Infine, il TFR al fondo pensione può essere convertito anche in rendita per il 100% del montante o anche del 50%.
Sicurezza
Venendo infine alla sicurezza del proprio capitale, c’è da considerare che il TFR altro non è che un credito che il lavoratore vanta nei confronti del proprio datore di lavoro. Dopo aver effettuato civilisticamente l’accantonamento del TFR, non è detto che l’Azienda abbia materialmente le risorse finanziarie per far fronte al proprio debito, almeno in tempi rapidi. Ciò perchè dette risorse possono essere state utilizzate, nel corso della vita dell’impresa, per finanziare il proprio capitale circolante. Si pensi, in estremo, al caso di azienda in dissesto finanziario o in procedura concorsuale. In questi casi è fatto salvo il diritto del lavoratore alla liquidazione del credito TFR vantato, ma può essere necessario ricorrere al fondo di garanzia dell’INPS se l’azienda fosse insolvente. Questo può chiaramente comportare complicazioni burocratiche e tempistiche maggiori.

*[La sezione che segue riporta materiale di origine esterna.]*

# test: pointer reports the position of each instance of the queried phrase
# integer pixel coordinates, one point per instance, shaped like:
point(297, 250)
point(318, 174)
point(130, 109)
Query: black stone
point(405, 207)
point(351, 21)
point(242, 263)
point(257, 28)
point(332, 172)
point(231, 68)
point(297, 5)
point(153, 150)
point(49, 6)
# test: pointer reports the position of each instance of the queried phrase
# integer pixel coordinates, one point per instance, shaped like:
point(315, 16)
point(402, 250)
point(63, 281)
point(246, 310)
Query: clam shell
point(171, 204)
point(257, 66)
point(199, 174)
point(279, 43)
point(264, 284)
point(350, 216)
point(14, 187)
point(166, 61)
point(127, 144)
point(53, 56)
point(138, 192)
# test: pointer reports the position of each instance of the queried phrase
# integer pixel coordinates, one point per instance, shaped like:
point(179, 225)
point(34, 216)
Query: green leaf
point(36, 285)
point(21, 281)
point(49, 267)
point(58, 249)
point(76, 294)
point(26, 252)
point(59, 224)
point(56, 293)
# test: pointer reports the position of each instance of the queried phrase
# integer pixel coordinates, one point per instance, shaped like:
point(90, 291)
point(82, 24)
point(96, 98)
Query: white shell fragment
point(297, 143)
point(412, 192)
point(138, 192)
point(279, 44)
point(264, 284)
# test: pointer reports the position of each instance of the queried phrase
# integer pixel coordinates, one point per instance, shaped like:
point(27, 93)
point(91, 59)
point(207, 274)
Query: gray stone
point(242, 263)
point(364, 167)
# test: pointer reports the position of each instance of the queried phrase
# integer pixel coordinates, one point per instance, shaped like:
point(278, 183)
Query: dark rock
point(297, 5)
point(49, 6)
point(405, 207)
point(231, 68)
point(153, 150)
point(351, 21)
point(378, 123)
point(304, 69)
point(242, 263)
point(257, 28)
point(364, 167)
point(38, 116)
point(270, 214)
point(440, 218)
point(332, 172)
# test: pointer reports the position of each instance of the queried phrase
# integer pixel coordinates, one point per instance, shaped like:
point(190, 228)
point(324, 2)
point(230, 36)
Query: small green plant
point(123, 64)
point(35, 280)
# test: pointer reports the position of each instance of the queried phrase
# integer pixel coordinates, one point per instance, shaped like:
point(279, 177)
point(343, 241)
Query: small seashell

Un fondo di previdenza complementare è un capitale separato rispetto all’azienda che lo ha costituito ed è soggetto a rigidi controlli da parte delle autorità, in primis la COVIP. Ciò lo rende indifferente alle vicende sia dell’azienda dove il lavoratore presta la sua opera, sia alle eventuali vicissitudini della società istituente il fondo pensione.
Conclusioni
Abbiamo visto diversi fattori da considerare nella scelta della destinazione del TFR. Il rendimento può essere un elemento variabile e dipendente dal momento di analisi, sebbene su orizzonti temporali lunghi, tipici di una carriera lavorativa, si dimostri che l’investimento in fondi azionari batta la rivalutazione TFR. La fiscalità è la carta vincente delle forme di previdenza complementare, sia in fase di accumulo che, soprattutto, in fase di rendita con tassazioni che possono essere di gran lunga inferiori rispetto al mantenimento in Azienda del TFR. Le soluzioni di previdenza complementare risultano, infine, più flessibili per quanto riguarda le prestazioni e più sicure dal punto di vista dell’affidabilità della controparte.
Tutto questo deve essere necessariamente accompagnato dalle considerazioni circa le difficoltà oggettive del sistema pensionistico obbligatorio e la scarsa consistenza delle pensioni erogate con il sistema contributivo (Rapporto annuale INPS 2021), che rendono urgente il ricorso a soluzioni integrative del reddito.